Two massive, mysterious structures deep within Earth’s mantle, the LLSVPs and ULVZs, are revealed as ancient fingerprints of core material mixing into the early magma ocean, a process vital to the Earth’s unique habitability
For decades, two enormous, enigmatic structures buried nearly 1,800 miles beneath Earth’s surface, at the boundary between the mantle and the core, have baffled scientists.
These anomalies, known as Large Low-Shear-Velocity Provinces (LLSVPs) and Ultra-Low-Velocity Zones (ULVZs), are so vast and unusual that they defy standard models of planetary evolution. However, a new study, co-authored by Rutgers geodynamicist Yoshinori Miyazaki, proposes a striking explanation: these structures are ancient ‘fingerprints’ of the core and mantle mixing in Earth’s infancy, holding vital clues to why our planet became uniquely habitable.
The findings, published in Nature Geoscience, suggest that core-mantle interactions billions of years ago prevented the Earth’s mantle from forming distinct chemical layers as it cooled, a process that may have ultimately influenced the planet’s ability to support life.
Enigmatic structures signal deep-Earth secrets
The two primary structures under scrutiny are the continent-sized LLSVPs and the thin, molten patches known as ULVZs. One LLSVP sits beneath Africa and the other under the Pacific Ocean. Both are regions of unusually dense, hot rock that dramatically slow seismic waves, signaling an atypical composition.
“These are not random oddities,” said Miyazaki, an assistant professor at Rutgers. “They are fingerprints of Earth’s earliest history. If we can understand why they exist, we can understand how our planet formed and why it became habitable.”
The conventional understanding of early Earth, which was once covered by a global ocean of magma, predicted that the mantle would cool and separate into distinct, strong chemical layers. Yet, seismic studies reveal irregular piles of the LLSVPs and ULVZs at the planet’s base, contradicting the expected layered structure.

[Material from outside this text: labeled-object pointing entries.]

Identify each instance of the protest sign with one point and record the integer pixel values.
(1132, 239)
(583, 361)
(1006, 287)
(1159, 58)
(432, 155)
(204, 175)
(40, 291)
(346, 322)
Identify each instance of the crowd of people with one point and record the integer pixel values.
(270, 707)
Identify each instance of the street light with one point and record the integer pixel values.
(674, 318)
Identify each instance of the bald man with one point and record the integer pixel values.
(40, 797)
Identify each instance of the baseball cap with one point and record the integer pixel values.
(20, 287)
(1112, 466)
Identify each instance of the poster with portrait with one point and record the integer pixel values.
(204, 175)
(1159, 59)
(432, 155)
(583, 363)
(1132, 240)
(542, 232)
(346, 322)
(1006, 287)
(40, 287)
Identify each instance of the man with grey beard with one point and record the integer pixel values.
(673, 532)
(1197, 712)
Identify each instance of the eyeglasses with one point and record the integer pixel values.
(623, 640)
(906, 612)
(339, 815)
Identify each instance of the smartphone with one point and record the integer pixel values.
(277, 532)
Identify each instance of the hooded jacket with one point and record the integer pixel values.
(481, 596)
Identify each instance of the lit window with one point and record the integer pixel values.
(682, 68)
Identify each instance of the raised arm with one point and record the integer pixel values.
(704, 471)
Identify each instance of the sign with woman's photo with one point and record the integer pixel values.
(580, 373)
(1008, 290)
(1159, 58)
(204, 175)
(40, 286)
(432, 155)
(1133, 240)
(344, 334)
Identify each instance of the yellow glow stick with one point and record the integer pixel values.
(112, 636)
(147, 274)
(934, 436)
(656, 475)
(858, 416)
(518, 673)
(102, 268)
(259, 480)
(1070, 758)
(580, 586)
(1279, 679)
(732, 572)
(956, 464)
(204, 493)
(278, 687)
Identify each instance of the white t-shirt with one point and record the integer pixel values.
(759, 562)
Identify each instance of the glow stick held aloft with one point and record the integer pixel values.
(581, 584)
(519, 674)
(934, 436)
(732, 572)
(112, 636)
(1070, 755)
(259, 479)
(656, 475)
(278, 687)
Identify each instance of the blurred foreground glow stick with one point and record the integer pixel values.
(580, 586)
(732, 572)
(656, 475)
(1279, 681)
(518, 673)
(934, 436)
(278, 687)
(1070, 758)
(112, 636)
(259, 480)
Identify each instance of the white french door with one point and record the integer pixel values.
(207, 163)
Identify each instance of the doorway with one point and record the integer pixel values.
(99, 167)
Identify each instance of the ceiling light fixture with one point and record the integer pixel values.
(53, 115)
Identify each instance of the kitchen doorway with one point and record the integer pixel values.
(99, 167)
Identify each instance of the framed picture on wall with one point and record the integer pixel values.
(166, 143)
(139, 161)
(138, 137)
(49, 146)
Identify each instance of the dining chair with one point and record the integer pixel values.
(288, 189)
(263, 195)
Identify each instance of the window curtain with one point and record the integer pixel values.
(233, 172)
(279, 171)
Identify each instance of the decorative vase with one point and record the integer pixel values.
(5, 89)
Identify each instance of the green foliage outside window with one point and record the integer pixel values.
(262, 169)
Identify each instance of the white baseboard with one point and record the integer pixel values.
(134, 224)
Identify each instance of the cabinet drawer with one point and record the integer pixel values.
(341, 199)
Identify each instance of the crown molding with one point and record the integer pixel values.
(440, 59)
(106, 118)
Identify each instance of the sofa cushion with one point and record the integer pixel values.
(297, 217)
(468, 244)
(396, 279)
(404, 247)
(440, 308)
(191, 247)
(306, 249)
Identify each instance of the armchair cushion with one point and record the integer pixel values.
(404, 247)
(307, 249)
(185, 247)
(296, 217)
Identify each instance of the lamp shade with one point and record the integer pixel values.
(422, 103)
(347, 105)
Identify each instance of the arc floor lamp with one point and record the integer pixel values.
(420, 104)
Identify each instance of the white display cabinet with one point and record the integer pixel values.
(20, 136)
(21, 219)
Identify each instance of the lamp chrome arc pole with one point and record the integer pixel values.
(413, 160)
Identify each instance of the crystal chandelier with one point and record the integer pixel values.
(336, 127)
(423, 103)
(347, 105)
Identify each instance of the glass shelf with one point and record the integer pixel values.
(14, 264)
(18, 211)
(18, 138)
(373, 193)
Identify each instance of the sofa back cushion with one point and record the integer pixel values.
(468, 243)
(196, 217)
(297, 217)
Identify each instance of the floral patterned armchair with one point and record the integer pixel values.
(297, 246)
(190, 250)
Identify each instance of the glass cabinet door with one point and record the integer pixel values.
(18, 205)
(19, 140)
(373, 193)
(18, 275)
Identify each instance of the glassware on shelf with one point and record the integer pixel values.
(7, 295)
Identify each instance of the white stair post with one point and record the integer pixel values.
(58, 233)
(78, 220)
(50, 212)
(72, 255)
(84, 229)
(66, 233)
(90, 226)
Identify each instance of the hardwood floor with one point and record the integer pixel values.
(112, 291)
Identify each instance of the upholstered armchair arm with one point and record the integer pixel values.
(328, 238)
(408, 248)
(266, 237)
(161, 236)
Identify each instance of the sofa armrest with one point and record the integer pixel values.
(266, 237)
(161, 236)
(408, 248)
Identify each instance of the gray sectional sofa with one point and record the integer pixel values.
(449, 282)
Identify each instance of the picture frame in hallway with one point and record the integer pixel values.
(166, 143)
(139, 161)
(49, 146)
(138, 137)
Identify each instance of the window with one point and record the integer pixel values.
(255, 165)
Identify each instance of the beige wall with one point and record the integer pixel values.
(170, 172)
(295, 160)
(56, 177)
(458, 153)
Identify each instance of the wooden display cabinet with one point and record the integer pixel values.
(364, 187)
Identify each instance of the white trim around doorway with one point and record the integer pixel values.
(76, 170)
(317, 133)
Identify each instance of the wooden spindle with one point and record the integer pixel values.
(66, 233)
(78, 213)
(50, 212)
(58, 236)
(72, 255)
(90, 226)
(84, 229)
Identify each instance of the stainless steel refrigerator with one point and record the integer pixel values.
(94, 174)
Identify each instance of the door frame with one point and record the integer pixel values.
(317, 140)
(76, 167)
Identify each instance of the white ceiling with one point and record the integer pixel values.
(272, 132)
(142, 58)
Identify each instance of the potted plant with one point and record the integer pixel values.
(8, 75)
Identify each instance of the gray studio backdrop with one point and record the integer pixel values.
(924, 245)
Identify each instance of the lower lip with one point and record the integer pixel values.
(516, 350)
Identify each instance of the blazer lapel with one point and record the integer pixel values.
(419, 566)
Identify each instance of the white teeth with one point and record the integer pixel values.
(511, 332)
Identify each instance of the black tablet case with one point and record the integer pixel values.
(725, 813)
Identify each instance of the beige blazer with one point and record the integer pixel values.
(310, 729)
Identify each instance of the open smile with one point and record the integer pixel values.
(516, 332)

The missing piece of data: Earth’s mantle and core
Miyazaki and his collaborators concluded that the key missing piece of the puzzle is the core itself. Their geodynamic model suggests that over billions of years, elements like silicon and magnesium, which typically reside in the core, leaked into the overlying molten mantle, mixing with it and preventing strong chemical layering from occurring.
The researchers propose that the LLSVPs and ULVZs are, in fact, the solidified remnants of a contaminated “basal magma ocean,” infused with material from the core.
“If we start from the magma ocean and do the calculations, we don’t get what we see in Earth’s mantle today,” Miyazaki explained. “What we proposed was that it might be coming from material leaking out from the core. If you add the core component, it could explain what we see right now.”
Linking deep-Earth chemistry to habitability
The implications of this core-mantle interaction extend far beyond deep-Earth chemistry, potentially linking the planet’s internal evolution to its surface conditions. The core’s influence on the mantle may have dictated the process by which Earth cooled, the nature of its volcanic activity, and the development of its atmosphere.
This mechanism offers a potential explanation for the critical differences between Earth and its planetary neighbors:
- Earth has oceans, life, and a stable atmosphere.
- Venus is a scorching greenhouse with an atmosphere 100 times thicker and mostly carbon dioxide.
- Mars is a frozen desert with a very thin atmosphere.
“What happens inside a planet, that is, how it cools, how its layers evolve, could be a big part of the answer,” Miyazaki stated.
This new view reconceives the LLSVPs and ULVZs as vital clues to Earth’s unique formative processes, suggesting they may even feed modern volcanic hotspots like Hawaii and Iceland, connecting the planet’s deepest interior to its surface. As co-author Jie Deng of Princeton University noted, “The idea that the deep mantle could still carry the chemical memory of early core–mantle interactions opens up new ways to understand Earth’s unique evolution.”